Date: Tue, 13 Dec 2011 12:28:32 -0500
User-agent: Gnus/5.13 (Gnus v5.13) Emacs/24.0.92 (gnu/linux)

Hi Andy,

Andy Wingo <address@hidden> writes:
> Am I missing something?  It has been a long thread :)

In case you haven't carefully read my earlier thread with David, I
wanted to briefly explain the difficulties as I understand them, from a
Schemer's perspective.  If I have misunderstood something, hopefully
David will correct me.

Most importantly, the design of the Lilypond language fundamentally
requires that parsing and execution are done simultaneously.  It is not
even possible to detect the boundaries between two statements without
runtime information.

To repeat an example that David provided earlier, consider a Lilypond
function that accepts one optional integer argument followed by a
required music argument.  When the parser/evaluator sees a call to this
function, it must determine the dynamic type of the first argument in
order to know where the function call ends and where the following code
begins.

The prime difficulty this causes for us is that when Scheme code
contains Lilypond code which contains Scheme code, e.g.:

>> (let ((xxx 2))
>>   #{ #(set! xxx (1+ xxx)) #})

In the general case, Lilypond needs to _execute_ the outer Scheme code
before the parser/evaluator is able to even _see_ the inner Scheme code,
because it needs to parse/evaluate the Lily code in between the two, and
we've already established that parsing cannot be not be done without
runtime information.

Therefore, the problem goes beyond simply Scheme within Scheme where the
inner Scheme is time-shifted.  That much could easily be handled by
closures like this:

(let ((xxx 2))
  (lambda () (set! xxx (1+ xxx))))

The problem is that we need to execute the (let ((xxx 2)) ...) part
before we have any idea what code is present in the "...".

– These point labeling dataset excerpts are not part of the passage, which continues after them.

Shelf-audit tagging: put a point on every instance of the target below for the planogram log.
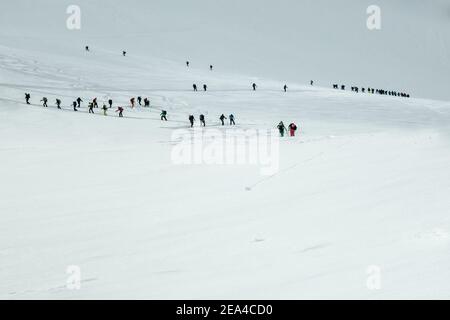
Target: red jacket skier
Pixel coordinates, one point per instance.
(120, 110)
(292, 129)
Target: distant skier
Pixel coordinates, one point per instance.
(292, 129)
(120, 110)
(281, 128)
(191, 120)
(44, 102)
(202, 120)
(163, 115)
(222, 118)
(231, 117)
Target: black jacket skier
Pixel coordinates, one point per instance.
(231, 117)
(222, 118)
(202, 120)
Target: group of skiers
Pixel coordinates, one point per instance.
(92, 104)
(292, 128)
(375, 91)
(202, 119)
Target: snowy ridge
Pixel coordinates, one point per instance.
(365, 183)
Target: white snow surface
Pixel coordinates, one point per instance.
(366, 183)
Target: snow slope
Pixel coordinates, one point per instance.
(366, 183)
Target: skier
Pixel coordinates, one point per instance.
(164, 115)
(292, 129)
(222, 118)
(104, 108)
(44, 100)
(281, 128)
(120, 110)
(231, 117)
(202, 120)
(191, 120)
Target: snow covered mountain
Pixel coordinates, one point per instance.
(358, 209)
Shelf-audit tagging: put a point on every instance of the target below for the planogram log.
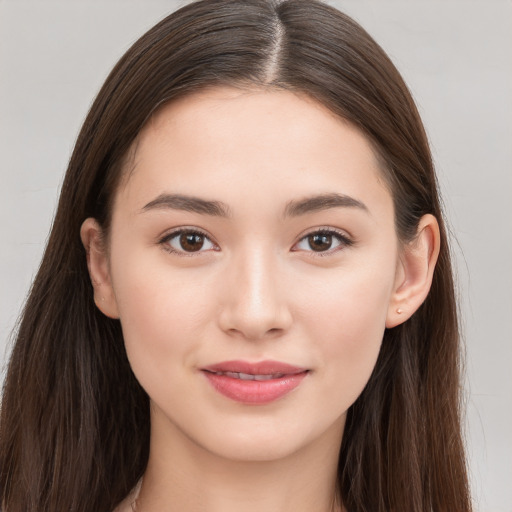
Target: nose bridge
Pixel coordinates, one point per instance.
(255, 303)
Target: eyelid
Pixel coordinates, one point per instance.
(345, 239)
(164, 239)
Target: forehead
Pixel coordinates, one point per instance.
(230, 142)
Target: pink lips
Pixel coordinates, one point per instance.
(254, 383)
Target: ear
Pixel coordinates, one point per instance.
(98, 265)
(414, 272)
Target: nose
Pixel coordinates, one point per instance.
(254, 301)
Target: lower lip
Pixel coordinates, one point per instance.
(254, 391)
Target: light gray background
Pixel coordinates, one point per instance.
(457, 59)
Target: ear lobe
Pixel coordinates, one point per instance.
(92, 237)
(415, 272)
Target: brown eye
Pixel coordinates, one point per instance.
(191, 242)
(320, 242)
(323, 241)
(183, 242)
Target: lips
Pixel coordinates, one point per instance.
(254, 383)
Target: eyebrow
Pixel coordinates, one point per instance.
(188, 204)
(293, 208)
(322, 202)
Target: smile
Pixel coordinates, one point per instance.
(249, 376)
(254, 383)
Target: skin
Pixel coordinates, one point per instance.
(256, 290)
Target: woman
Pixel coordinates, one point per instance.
(246, 299)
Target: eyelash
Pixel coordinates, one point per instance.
(344, 241)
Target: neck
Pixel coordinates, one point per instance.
(182, 476)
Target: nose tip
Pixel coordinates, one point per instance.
(254, 305)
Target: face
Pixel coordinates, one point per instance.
(253, 263)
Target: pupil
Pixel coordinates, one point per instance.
(191, 241)
(320, 242)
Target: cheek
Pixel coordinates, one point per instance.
(347, 321)
(162, 315)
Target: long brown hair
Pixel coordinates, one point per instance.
(74, 426)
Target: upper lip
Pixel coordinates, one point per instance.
(257, 368)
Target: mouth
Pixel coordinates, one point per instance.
(254, 383)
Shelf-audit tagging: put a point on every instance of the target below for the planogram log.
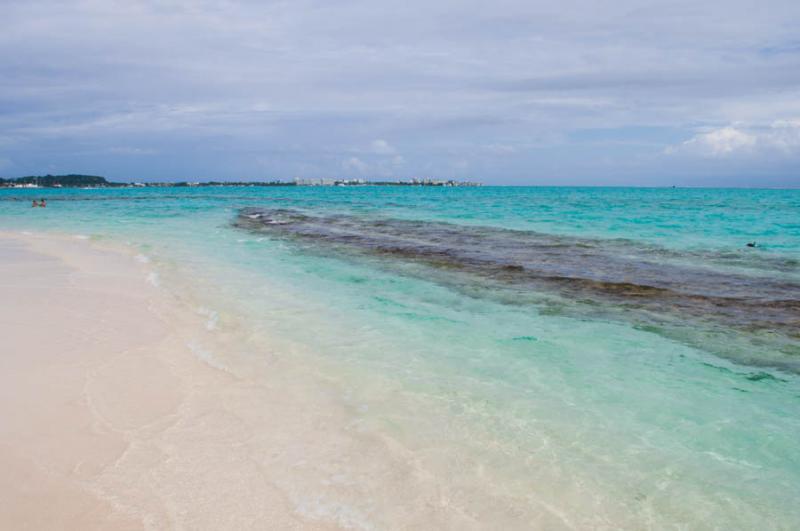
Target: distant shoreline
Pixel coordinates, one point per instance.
(94, 181)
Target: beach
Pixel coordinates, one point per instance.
(371, 359)
(115, 415)
(102, 402)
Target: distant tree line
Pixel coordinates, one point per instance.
(51, 181)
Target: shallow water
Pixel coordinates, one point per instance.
(614, 357)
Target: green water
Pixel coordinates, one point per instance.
(604, 406)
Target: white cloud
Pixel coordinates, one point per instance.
(382, 147)
(354, 164)
(782, 136)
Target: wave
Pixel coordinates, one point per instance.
(668, 290)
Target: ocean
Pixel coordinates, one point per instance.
(613, 357)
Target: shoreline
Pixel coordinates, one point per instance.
(110, 420)
(119, 414)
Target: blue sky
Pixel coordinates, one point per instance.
(506, 92)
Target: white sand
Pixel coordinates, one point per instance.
(105, 418)
(118, 412)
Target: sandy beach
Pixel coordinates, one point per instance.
(117, 415)
(109, 420)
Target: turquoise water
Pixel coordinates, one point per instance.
(619, 356)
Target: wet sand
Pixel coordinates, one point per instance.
(109, 420)
(124, 407)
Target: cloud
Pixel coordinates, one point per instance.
(354, 164)
(227, 87)
(781, 136)
(382, 147)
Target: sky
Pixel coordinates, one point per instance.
(575, 92)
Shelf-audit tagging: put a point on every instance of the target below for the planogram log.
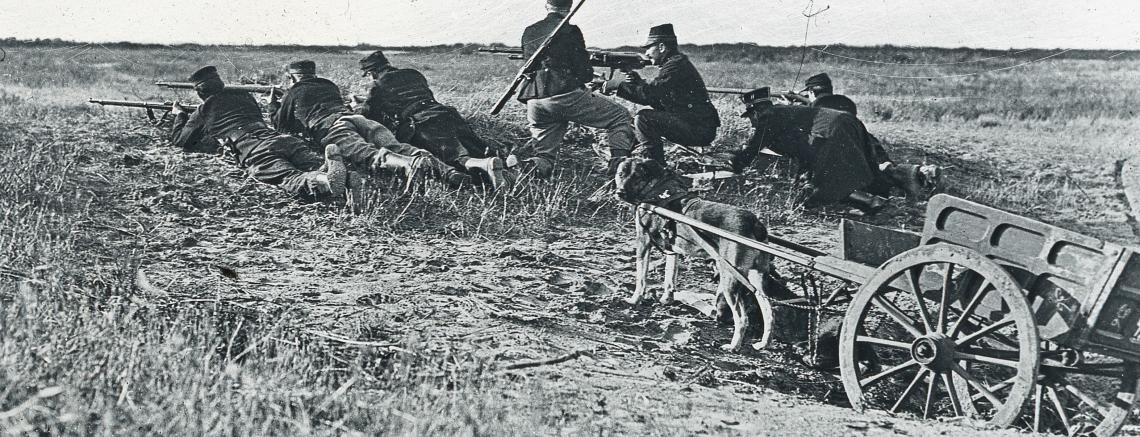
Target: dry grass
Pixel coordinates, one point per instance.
(88, 349)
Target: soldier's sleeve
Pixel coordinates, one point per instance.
(653, 92)
(188, 131)
(581, 56)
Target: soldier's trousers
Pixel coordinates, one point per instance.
(360, 139)
(449, 138)
(651, 126)
(550, 119)
(281, 160)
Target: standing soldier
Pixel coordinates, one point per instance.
(681, 107)
(401, 99)
(234, 119)
(312, 107)
(555, 94)
(831, 147)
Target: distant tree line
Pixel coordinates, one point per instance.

Furthermore, it is not enough to simply provide an alist of lexical
variables at the point of the "...".  We need to provide a complete
environment sufficient to execute arbitrary Scheme code at that point,
which could include things like (set! xxx ...) or
(set! (procedure-with-setter xxx ...) ...) or whatever.

My suggestion is to provide something like a
(capture-lexical-environment) special form that would be put in place of
the "...", along with a "local-eval" that makes use of it.  Any
top-level form containing (capture-lexical-environment) would be
interpreted, not compiled.

Then, Lilypond could evaluate:

  (let ((xxx 2))
    (capture-lexical-environment))

which would return a lexical environment object, then proceed to
parse/evaluate the intervening Lilypond code, and then if needed could
call "local-eval" to evaluate any Scheme code within.  In the general
case this inner Scheme code could also contain a
(capture-lexical-environment), and so on.

How difficult would it be to implement this?